FAQ
Sometimes in reasonably large jobs, the last phase of the reduce will get
stuck (leaving the reduce fixed at 66%) in GC mode forever, at which point
the logs will fill with lines like

2008-12-15 20:37:13.864 INFO [Low Memory Detector]
org.apache.pig.impl.util.SpillableMemoryManager - low memory handler
called (Collection threshold exceeded) init = 5439488(5312K) used =
357957576(349567K) committed = 357957632(349568K) max =
357957632(349568K)

Sometimes the Pig process will stop reporting progress and will be killed by
Hadoop after 10 mins (even happened at 30m when I modified the Hadoop conf),
but sometimes it will go on indefinitely, apparently reporting progress but
never making any because it's sitting in GC.

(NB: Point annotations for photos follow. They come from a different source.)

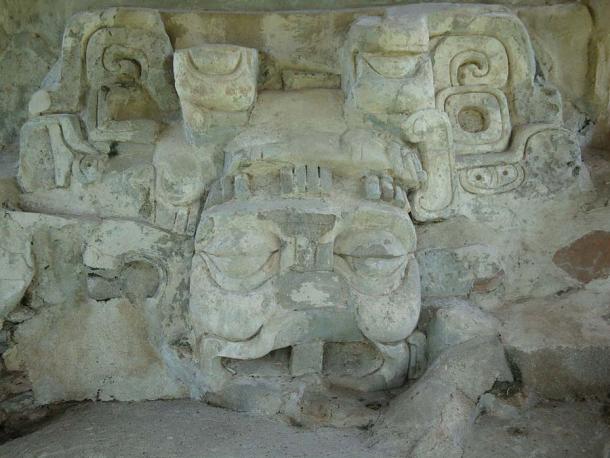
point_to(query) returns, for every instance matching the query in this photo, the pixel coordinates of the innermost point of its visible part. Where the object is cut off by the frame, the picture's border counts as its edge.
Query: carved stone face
(275, 272)
(344, 260)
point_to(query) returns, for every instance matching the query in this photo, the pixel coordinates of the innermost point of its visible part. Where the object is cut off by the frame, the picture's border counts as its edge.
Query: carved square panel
(479, 118)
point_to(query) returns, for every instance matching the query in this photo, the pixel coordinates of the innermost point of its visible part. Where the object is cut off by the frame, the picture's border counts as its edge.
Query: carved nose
(302, 254)
(310, 290)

I'm running Java in the Hadoop conf with -Xmx512M, so a reasonable heap
size, and have set 4 maps and 4 reduces per machine (some machines have 4 GB
ram, some have 8 GB). Would it be beneficial to modify Hadoop to use, say,
a gig of ram per job but do fewer jobs per machine? I'm concerned that
while that may get me through this job, it wouldn't get me through one 10x
its size; it feels like there's something more fundamental that I may be
doing wrong.

I would be interested in general in people's best practices for
optimization, and specifically on any suggestions as to how to fix or work
around this.

Thanks in advance,
Kevin

Search Discussions

  • Alan Gates at Dec 16, 2008 at 5:13 pm
    A couple of thoughts. One, at Yahoo we run with 1G of memory for our
    maps and reduces. Even this doesn't avoid spilling it can help avoid
    the spilling spilling for no benefit problem that you're seeing.
    Two, the biggest issue here is usually uneven distribution of keys to
    reducers because the key data itself is not evenly distributed. One
    work around for that, if you're doing something that can be broken
    up, is to pick additional key(s) that are reasonably independent of
    the first keys, and add those to your group by, then group again a
    second time by just the first keys, after the data has been reduced.
    For example:

    A = load 'myfile';
    B = group A by $0;
    C = foreach B generate group, COUNT(A);

    becomes

    A = load 'myfile';
    B = group A by $0, $1;
    C = foreach B generate flatten(group), COUNT(A)
    D = group C by $0;
    E = foreach D generate group, SUM(C.$2);

    Alan.
    On Dec 15, 2008, at 8:46 PM, Kevin Weil wrote:

    Sometimes in reasonably large jobs, the last phase of the reduce
    will get
    stuck (leaving the reduce fixed at 66%) in GC mode forever, at
    which point
    the logs will fill with lines like

    2008-12-15 20:37:13.864 INFO [Low Memory Detector]
    org.apache.pig.impl.util.SpillableMemoryManager - low memory handler
    called (Collection threshold exceeded) init = 5439488(5312K) used =
    357957576(349567K) committed = 357957632(349568K) max =
    357957632(349568K)

    Sometimes the Pig process will stop reporting progress and will be
    killed by
    Hadoop after 10 mins (even happened at 30m when I modified the
    Hadoop conf),
    but sometimes it will go on indefinitely, apparently reporting
    progress but
    never making any because it's sitting in GC.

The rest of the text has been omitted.